When researchers tested content containing concrete numbers, e.g., percentages, statistics or numerical values, they noticed a clear improvement in visibility in AI-generated responses.
In practice, it looked like this: if text contained numerical data, the Perplexity.ai model cited it 37% more often. Similarly worked adding quotes from credible sources - in this case citability increased by 22%. This shows that AI more willingly uses content that is concrete, measurable and unambiguous.

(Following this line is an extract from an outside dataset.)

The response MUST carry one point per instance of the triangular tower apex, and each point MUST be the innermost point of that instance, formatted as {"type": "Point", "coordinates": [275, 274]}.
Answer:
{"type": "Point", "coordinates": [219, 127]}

Largely yes. Many proven SEO practices remain current. Page structure, technical optimization, content quality or keyword selection still matter. However, the entry of language models onto the scene has made some errors today have much more serious consequences. An example is so-called keyword stuffing, i.e., unnatural saturation of text with keywords. Previously, this already lowered page quality in the eyes of Google algorithms, but now AI models react to this even more unambiguously, omitting such content in generative responses.
For online store owners, this is a clear signal that the bar has been raised. Today, content must simultaneously respond to the needs of users, Google algorithms and AI language models. It's no longer enough to write only for SEO or only "for users" - finding balance and taking care of every aspect of communication becomes key: from technical correctness, through clarity of message, to citability potential in generative responses.